ERIE, Pa. — After attending Howard University’s annual National Model African Union Summit last year, Penn State Behrend student Dalia Tenda Batuuka came away with a new perspective.
“I have such a newfound appreciation for politicians. You always hear -- ‘What’s wrong with Congress? Why aren’t they passing this?’ -- but you realize that it’s not that easy,” the sophomore political science major said following last year’s summit.
With that in mind, the Houston native relied on a new tactic this year at the 15th edition of the summit: the power of persuasion.
“Comparing this year to last year, where I was almost afraid to talk, I was so much more engaged, especially within the delegation,” said Batuuka, who served as a delegate for the Republic of Botswana at this year’s summit. “I used persuasion, and my thing was to kind of use guilt. I would bring real-life situations into it to try to guilt the other countries into passing my resolutions.”
Batuuka was joined by classmates Constantijn van der Wegen, Isis Duncan, Ava Bosco and Chantel Drake in representing Botswana at this year’s summit. Sponsored by the African Union Mission and Member State Embassies in Washington, D.C., the four-day summit is a simulation of the proceedings of the African Union. Participants are required to research their assigned countries in-depth before attending the conference.
Students from more than 45 colleges and universities participated. Batuuka was the only Penn State Behrend delegate to have previously participated in the National Model African Union Summit. The team still performed well, even winning outstanding committee delegation and committee leadership awards for their performance within the Peace and Security Council committee.
Each student was assigned a different committee for the summit: Peace and Security (Duncan), Executive Council (Drake), Social Matters (Batuuka), Economic Matters (van der Wegen) and Democracy, Governance, and Human Rights (Bosco). Preparing for the summit was no small task.
“There was a lot of studying. I had a whole binder full of information because you really need to have the whole context of your country and Africa as a whole,” said Duncan, a first-year biochemistry major from Pittsburgh.
The students decided to participate in the summit after completing the Introduction to Contemporary Africa course taught by Naaborle Sackeyfio, a lecturer in comparative politics who also attended the summit.

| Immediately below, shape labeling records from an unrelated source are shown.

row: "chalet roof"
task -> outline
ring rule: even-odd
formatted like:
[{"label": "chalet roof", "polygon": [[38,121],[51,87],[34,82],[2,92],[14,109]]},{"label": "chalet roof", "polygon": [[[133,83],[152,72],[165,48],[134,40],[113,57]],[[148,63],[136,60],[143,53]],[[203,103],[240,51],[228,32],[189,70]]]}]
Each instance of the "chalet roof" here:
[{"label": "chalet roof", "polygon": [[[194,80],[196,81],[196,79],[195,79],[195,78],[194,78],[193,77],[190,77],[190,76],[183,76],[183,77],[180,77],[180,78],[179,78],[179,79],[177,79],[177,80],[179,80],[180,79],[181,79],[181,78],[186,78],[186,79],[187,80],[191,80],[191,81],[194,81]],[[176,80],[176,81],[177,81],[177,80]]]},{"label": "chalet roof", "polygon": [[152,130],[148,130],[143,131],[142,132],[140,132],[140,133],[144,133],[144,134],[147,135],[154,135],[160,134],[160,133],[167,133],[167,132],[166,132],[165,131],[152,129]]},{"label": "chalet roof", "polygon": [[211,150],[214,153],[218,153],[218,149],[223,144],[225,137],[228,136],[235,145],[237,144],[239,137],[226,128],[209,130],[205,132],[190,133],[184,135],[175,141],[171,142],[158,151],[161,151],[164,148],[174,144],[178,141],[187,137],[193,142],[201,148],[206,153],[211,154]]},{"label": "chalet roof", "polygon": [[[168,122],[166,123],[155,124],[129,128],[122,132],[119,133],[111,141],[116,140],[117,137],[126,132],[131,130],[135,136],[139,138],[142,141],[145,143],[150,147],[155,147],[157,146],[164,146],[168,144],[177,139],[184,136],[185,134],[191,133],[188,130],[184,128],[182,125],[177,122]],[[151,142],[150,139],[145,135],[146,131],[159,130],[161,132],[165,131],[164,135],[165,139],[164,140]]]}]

The program piqued van der Wegen’s interest because the biology major was looking for an experience outside of his primary area of study. However, he quickly realized that passing resolutions was easier said than done.

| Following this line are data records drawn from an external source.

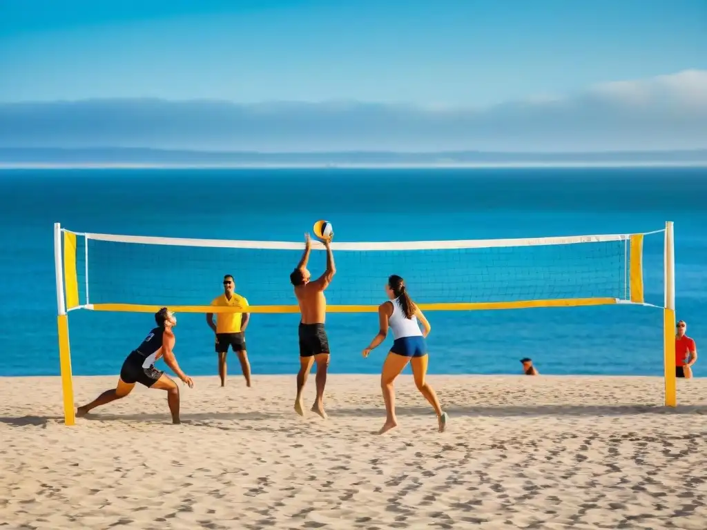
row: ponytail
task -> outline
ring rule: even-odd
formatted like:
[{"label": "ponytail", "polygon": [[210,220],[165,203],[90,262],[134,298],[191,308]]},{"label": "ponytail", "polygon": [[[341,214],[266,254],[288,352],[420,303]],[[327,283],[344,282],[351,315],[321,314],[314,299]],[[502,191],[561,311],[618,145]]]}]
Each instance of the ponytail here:
[{"label": "ponytail", "polygon": [[397,298],[398,303],[400,304],[400,309],[402,310],[405,318],[411,319],[415,314],[415,311],[417,310],[417,307],[410,295],[407,294],[404,280],[397,274],[393,274],[388,278],[388,285],[392,290],[393,295]]}]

“That’s the fun of it, but also the frustration of it,” the Netherlands native said. “It’s a double-edged sword. You can think you have more support than you really have, or at times, you can spend way too much time trying to convince someone to support your initiative.”
The key is finding a way to meet delegates in the middle.
“It really is a challenge because you have so many personalities and perspectives, so what’s important to Botswana may not be important to other countries,” Duncan said. “As you’re pushing your own agenda, you also network and listen to other countries’ problems. You just have to connect and find a happy medium.”
Aside from the National Model African Union Summit, the Behrend students also got to spend time in the nation’s capital, visiting several historical monuments and buildings. However, the students’ top highlight from the summit was the same.
“Meeting all of the different people was definitely the best part,” said Drake, a junior political science major from Glendale, Wisconsin. “We met so many hard-working, passionate people.”
“All of us just really bonded afterwards,” said Bosco, a first-year history and political science major from Pittsburgh. “The highlight of this experience was definitely the people. I can’t wait to do this again next year.”